Supplying Info to Containers

Contents

Introduction

When running a container in Docker or Kubernetes, it is usually necessary to pass some configuration information or other reference data into the container. In what follows, we describe various types of information that frequently need to be passed as well as methods you can use to do so.

Supplying Environment Variables to a Container

Images can publish a set of environment variables that can be set at container startup time. These environment variables can be defined in the Dockerfile (or equivalent).

When starting an image, you can set values for these (or any) environment variables. The values can be consumed in the COMMAND or ENTRYPOINT script.

For example, SQLstream supplies 3 standard images:

  • sqlstream/micro
  • sqlstream/slim
  • sqlstream/complete

For each of these, you can set values for environment variables like the following:

  • SQLSTREAM_JAVA_SECURITY_KRB5_CONF
  • SQLSTREAM_JAVA_SECURITY_AUTH_LOGIN_CONFIG

For more information about those parameters, see Appendix: SQLstream s-Server Authentication.

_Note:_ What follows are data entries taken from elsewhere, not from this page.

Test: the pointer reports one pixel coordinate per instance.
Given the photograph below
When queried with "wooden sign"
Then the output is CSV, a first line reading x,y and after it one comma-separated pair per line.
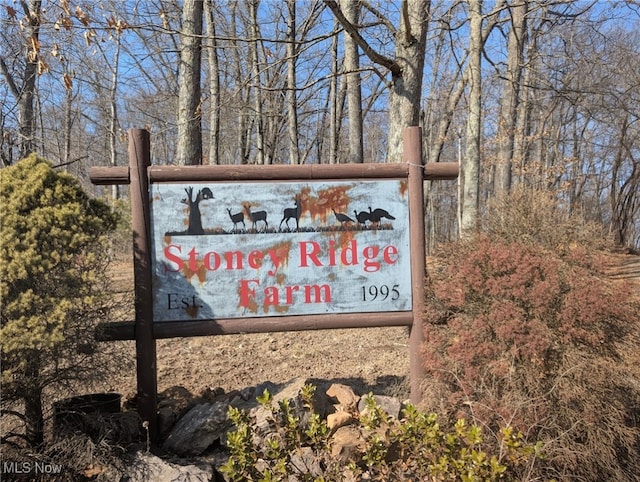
x,y
239,250
246,249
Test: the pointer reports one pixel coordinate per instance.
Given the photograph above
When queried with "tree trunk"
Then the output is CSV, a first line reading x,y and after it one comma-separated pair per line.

Note: Whether relying on default values or passing revised settings into the container, you must ensure that the files to which they point are present on (or accessible from) that container. See the next section: Supplying Files to a Container).

Docker Run

In this example we have the credentials files in a local directory, /path/to/credentials, and we mount them as a volume. The environment variables are set using the container’s view of the file system.

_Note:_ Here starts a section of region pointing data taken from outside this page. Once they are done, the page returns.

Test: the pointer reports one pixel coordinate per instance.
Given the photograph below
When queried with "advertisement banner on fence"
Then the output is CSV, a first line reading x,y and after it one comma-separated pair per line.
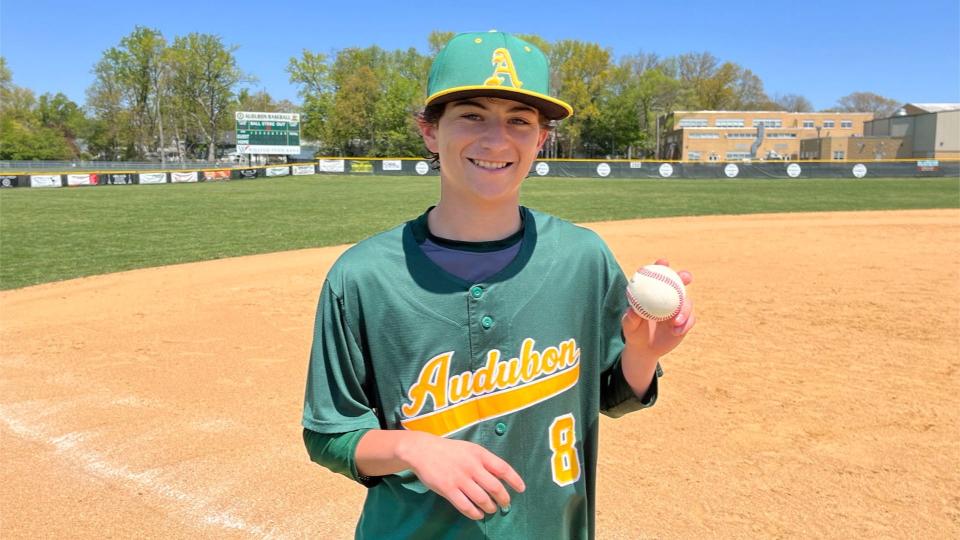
x,y
179,178
216,175
330,165
153,178
928,165
361,166
118,179
81,179
45,180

docker run -d -p 5580:5580 -p 5570:5570 \ 
   -e SQLSTREAM_JAVA_SECURITY_KRB5_CONF=/mnt/credentials/mykrb5.conf \
   -e SQLSTREAM_JAVA_SECURITY_AUTH_LOGIN_CONF=/mnt/credentials/myjaas.conf \
   -v path/to/credentials:/mnt/credentials \
   sqlstream/slim

Docker Compose

For Docker Compose we can directly define environment variables either in the default file .env or in another file that can be referenced using docker-compose --env-file myfile.env.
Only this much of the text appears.